The view from the lookout for Naranjo beach and the rock in the ocean is Witch's Rock
 Saturday morning we had breakfast at 7am with a few of the other visitors, scientists, and park workers.  The atmosphere at breakfast was like a big family reunion.  We were welcomed right away.  After a breakfast of Gallo Pinto, we started off on our 13km (8mi) hike to the beach!  The hike down took us 3 hours, but we stopped a lot to take pictures of birds, lizards, flowers, and holler monkeys.  The monkeys were may favorite! The land in Santa Rosa is very interesting because it changed from dense forest, to grass lands, back to forest, to a sandy forest with cactus, and then to beach.  That is one reason why so many scientists come to Santa Rosa, the ecosystem changes drastically in a relatively short area.   We also took a short (1.2km) detour to see the overview of the ocean and Witch’s Rock.  Once at the beach we swam in the ocean, walked along the beach, watched the surfers, and had lunch.  After lunch we hiked another 6-7km exploring the forest near the beach.  We say a lot of lizards and iguanas!  We also say a parrot!  Around 3pm we began the long hike back up the hill.  Going up was much harder than going down and took about 2.5 hours!  We arrived at the bunkhouse at 5:40pm, and I went immediately to the shower!  I was probably in the early stages of dehydration and heat exhaustion!  Unfortunately, I couldn’t stay in the shower too long because I needed to head over to the dining hall before 6pm when dinner ended.  All told, we hiked about 35km (21mi)!

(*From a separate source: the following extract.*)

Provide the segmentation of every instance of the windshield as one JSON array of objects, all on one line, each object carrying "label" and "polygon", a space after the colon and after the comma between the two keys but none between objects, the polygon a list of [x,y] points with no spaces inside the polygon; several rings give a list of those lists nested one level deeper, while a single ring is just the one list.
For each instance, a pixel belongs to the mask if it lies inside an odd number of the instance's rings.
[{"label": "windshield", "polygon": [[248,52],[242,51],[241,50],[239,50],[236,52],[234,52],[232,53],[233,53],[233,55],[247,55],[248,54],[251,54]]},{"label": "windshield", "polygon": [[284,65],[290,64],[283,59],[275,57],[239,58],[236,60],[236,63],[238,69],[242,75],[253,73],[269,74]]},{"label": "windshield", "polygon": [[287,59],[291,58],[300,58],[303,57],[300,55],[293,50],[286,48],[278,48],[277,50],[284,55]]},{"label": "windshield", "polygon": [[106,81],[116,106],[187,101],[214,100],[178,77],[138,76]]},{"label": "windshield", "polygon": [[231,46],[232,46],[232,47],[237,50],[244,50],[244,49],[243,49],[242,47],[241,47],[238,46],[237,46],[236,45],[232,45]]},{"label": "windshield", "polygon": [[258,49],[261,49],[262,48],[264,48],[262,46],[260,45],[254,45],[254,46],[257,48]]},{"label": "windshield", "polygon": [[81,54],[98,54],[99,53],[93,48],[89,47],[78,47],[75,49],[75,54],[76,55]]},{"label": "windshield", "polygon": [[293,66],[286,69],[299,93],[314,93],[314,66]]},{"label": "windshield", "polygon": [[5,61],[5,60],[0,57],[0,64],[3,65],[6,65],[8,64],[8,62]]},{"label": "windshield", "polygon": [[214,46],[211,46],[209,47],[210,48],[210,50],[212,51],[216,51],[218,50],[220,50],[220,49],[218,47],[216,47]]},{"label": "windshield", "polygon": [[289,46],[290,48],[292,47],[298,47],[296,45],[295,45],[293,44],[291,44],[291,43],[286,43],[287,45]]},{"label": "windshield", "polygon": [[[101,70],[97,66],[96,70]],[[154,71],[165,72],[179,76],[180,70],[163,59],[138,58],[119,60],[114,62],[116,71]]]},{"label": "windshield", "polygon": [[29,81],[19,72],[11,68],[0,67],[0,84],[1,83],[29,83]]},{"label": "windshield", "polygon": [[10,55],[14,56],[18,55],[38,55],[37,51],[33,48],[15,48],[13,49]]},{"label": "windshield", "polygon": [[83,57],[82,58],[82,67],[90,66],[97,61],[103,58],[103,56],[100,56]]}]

Two holler monkeys in the trees over the trail

One of the three baby monkeys we saw while at the museum!
Sunday morning we packed our backpacks, swept the room, and headed to breakfast to pay for the room and food.  The rooms were $15 a night, and the food was about $16 for the three meals.  After breakfast, we hiked to the museum.  Santa Rosa is well-known for the 15 minute battle between Costa Rica and the pirate army called the filibusters lead by American William Walker in 1856.  It is a bit of a funny story. Walker was lawyer, journalist, and pirate with the intention of establishing English-speaking colonies in Central America crowning himself king.  He invaded Honduras and then attacked Nicaragua where he declared himself “President” of Nicaragua in 1856.  Walker tried on numerous occasions to invaded Costa Rica.  The Costa Rica army of volunteers battled the pirates for a year before Walker was defeated by the combined forces of Central America.  In 1860, Walker was betrayed by friends pretending to be supportive to his cause of establishing English colonies and turned him over to Honduran authorities.  Walker was then killed by firing squad in Honduras where he first invaded Central America.
One of the hundreds of Iguanas we saw running around the beach area!
The museum commemorating the battle is actually a replica of the ranch house originally in Santa Rosa.  The original house was burned down by two arsonists/poachers in 2001 as a way to exact revenge on the park rangers.  The house was rebuilt mostly through donations from school children and volunteer work.  Half the house is a museum for the battle, and the other half contains artifacts from the early days of ranching in Costa Rica.  There is still a huge stone corral outside the house that is used every November as a demonstration of ranching history.
The ranch house consisted of a four buildings arranged in a rectangle with a courtyard in the middle.
After touring the museum, my friend and I began to hike out of the park.  On the way out, I flagged down a car leaving the park and asked them to give us a ride to Liberia.  The family consisted of the grown son, an old woman, and a young woman.  They were very nice and we chatted (in Spanish) during the 30 minute ride back to Liberia.  We arrived in Liberia around 10:45 and were able to purchase tickets on the 12pm direct bus to San Jose.  We arrived in San Jose around 4pm!  A perfect ending to an adventurous weekend!

Pura Vida from outside the Museum in Santa Rosa!

1 comment:

  1. What a GREAT weekend! Your pictures are beautiful! -- I am not sure that I could have finished that hike! (I think I am in good shape.. but 21 miles is a hike!... especially in that type of weather) Sounds like you are able to "get about" on your own! Good for you! Lynda B.